Overall the new Hayabusa does not look all that different from the last model. It certainly does not have the wow factor like the original. Side by side the original model is definitely a classic. It’s lines are simple and pure. The original designers didn’t really care how it looked to the public all that mattered was that its shape was aerodynamic enough to break 300kph.

The 2008 model’s lines are fussy in comparison to the original and the decals likewise. Of note the crescent/pod like front indicators. Perhaps its the conservative colour scheme detracts from the physical design. The filigree design like the foot pegs, especially the rear set are an interesting touch but does not present the image of speed like the original’s aero wing like extensions.

The rear end in the flesh is not as weird as the photos suggest. When viewed as a whole it actually works. Side by side the original’s rear design is honestly odd by comparison. That didn’t occur to me until I saw the two treatments. The bulges on the rear and front that house the indicators are not part of the main fairing but are actually pods that can be removed. They are put together very well so they look like they are all one piece. This would also explain reports that this model was going to have an adaptive fairing.

What is actually really odd is the design of the pipes, in particular chrome ends on the exhaust pipes. I commend the redesign of the pipes themselves purely because its different. Nevertheless the black coating looks OK (which you can still see the stainless steel braiding) if you take into account that its the same colour as the frame. Thanks to noise legislation I can understand why the new Hayabusa’s cans  are huge but still…

I am not completely happy with the new Hayabusa instrument panel design. Yes it’s all new and yes it shows more things and yes green, yellow, red and blue warning lights, graphics but the raised bezels and flat plastic windows looks cheaper than the original. The Hayabusa is a top range motorcycle and it should have a bespoke instrument panel. After all the original had one that was classier than the rest…

More to the point it has whole lot more functions than the original. Almost all useful! New for ’08 is dash light brightness control, a gear indicator, a power mode indicator, a programmable rev ‘limit’ light and 2 trip meters. So they seem to have catered for the drag racers, track day riders and the tourers! The only thing I wished they included was a outside temperature gauge. *Update it is missing the fuel computer! I really like that feature on the original.

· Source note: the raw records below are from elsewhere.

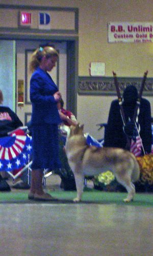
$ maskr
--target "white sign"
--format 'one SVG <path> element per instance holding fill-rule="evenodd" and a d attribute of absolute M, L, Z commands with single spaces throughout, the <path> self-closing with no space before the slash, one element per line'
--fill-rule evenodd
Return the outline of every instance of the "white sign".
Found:
<path fill-rule="evenodd" d="M 105 75 L 105 63 L 92 61 L 90 63 L 90 75 L 91 76 L 103 76 Z"/>
<path fill-rule="evenodd" d="M 153 42 L 153 23 L 109 23 L 108 41 L 109 42 Z"/>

Here’s a close up of the power mode switch. Not much to look at but its effect is noticeable. 3 different power modes which makes the Hayabusa suitable for even the less experienced? According to the manual the power modes make significant differences – BUT I have only used the A mode so far.

Quality of the plastics is the similar to the original but the garnish panels on the side of the dash appear less sturdy? Back to the dash plastics, the new Hayabusa has a 4 piece dashboard surround whereas the original had only 2. I prefer the original Hayabusa – only because the textured original it looks better.

Paint work on me new one is nice and glossy – more so than the original. Less attractive where the decals which did I feel adds to its appearance. Since the decals extend to the fuel tank and is covered by the clear coat it will be hard to change graphics colors or remove them all together. (I have a Blue one)

The rear hump is smaller the the original and so is the rear seat pad. They have now included body colored passenger grab rail as opposed to the grey originals. The hump is not as obvious as the original Hayabusa. Also of note was the rear view mirrors. They are the same as the original!

Ride position is very similar to the original for me others claimed it was more up right. I think its more leant over. The feel was like the original but to me seemed more solid. Engine noise was the familiar Suzuki bag of bolts and the exhaust a more car like than before in the open the engine noise is quieter than the original.

While it looks good so far I am not as impressed with the 2008 Hayabusa as I was with the original which I bought the after the the first showing. The new model is a lovely bike but I wish they had done less physical ‘improvements’. They should have kept the fairing but redesigned the rear end and with the saved funds spent more on the dash board (eg. added a larger LCD panel) and engine.

All that said I did finally buy one!

This picture at the top is the new SAIS key you get when you buy a Hayabusa, much nicer than the old style floppy key! The picture is cut off for security reasons. That’s a Ltd Edition Tomb Raider key chain for those who are curious.

Hoped you like the first part of my new long term review!